What version of collector/language SDK version did you use? Version: Custom layer-collector/0.8.0 + datadogexporter from v0.103.0

What language layer did you use? Config: None. It is a custom runtime that includes the binary in extensions.

Additional context Here is my configuration file:

receivers:
  otlp:
    protocols:
      grpc:
        endpoint: "127.0.0.1:4317"
  hostmetrics:
    collection_interval: 60s
    scrapers:
      paging:
        metrics:
          system.paging.utilization:
            enabled: true
      cpu:
        metrics:
          system.cpu.utilization:
            enabled: true
      disk:
      filesystem:
        metrics:
          system.filesystem.utilization:
            enabled: true
      load:
      memory:
      network:
      processes:

exporters:
  datadog:
    api:
      key: ${secretsmanager:infrastructure/datadog_api_key}
    sending_queue:
      enabled: false
    tls:
      insecure: true
      insecure_skip_verify: true

connectors:
  datadog/connector:
      
processors:
  resourcedetection:
    detectors: ["lambda", "system"]
    system:
      hostname_sources: ["os"]
  transform:
    log_statements:
      - context: resource
        statements:
          - delete_key(attributes, "service.version")
          - set(attributes["service"], attributes["service.name"])
          - delete_key(attributes, "service.name")
      - context: log
        statements:
          - set(body, attributes["exception.message"]) where attributes["exception.message"] != nil
          - set(attributes["error.stack"], attributes["exception.stacktrace"]) where attributes["exception.stacktrace"] != nil
          - set(attributes["error.message"], attributes["exception.message"]) where attributes["exception.message"] != nil
          - set(attributes["error.kind"], attributes["exception.kind"]) where attributes["exception.kind"] != nil
service:
  telemetry:
    logs:
      level: "debug"
  pipelines:
    traces:
      receivers: [otlp]
      processors: [resourcedetection]
      exporters: [datadog/connector]
    traces/2:
      receivers: [datadog/connector]
      exporters: [datadog]
    metrics:
      receivers: [hostmetrics, otlp]
      processors: [resourcedetection]
      exporters: [datadog]
    logs:
      receivers: [otlp]
      processors: [resourcedetection, transform]
      exporters: [datadog]

Enabling/disabling sending_queue does not seem to do anything to prevent the errors. I did noticed that if I hit the service continuously some traces do get sent, but only a few.

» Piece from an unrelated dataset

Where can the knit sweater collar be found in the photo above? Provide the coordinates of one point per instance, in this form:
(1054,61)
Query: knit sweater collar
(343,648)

What I discarded as potential solutions:

  1. Connectivity issues. DataDog has an API Key validation API calls that succeeds. If the service is hit constantly some traces get thru.

3miliano avatar Jun 29 '24 20:06 3miliano

Any reason you're not using the batch processor? That would probably help.

tylerbenson avatar Jul 11 '24 22:07 tylerbenson

@3miliano I think it is because of container freeze right after invocation complete and with those configs you have shared, collector is not aware of Lambda lifecycle. So as @tylerbenson suggested, using batch processor (so it will activate decouple processor by default) right before Datadog exported should resolve your problem.

serkan-ozal avatar Aug 28 '24 22:08 serkan-ozal

@serkan-ozal we are in a similar situation where we see ClientTimeouts very very often, especially with cold starts. If I run a perf test with many threads pounding my lambda, I do not observe this behavior.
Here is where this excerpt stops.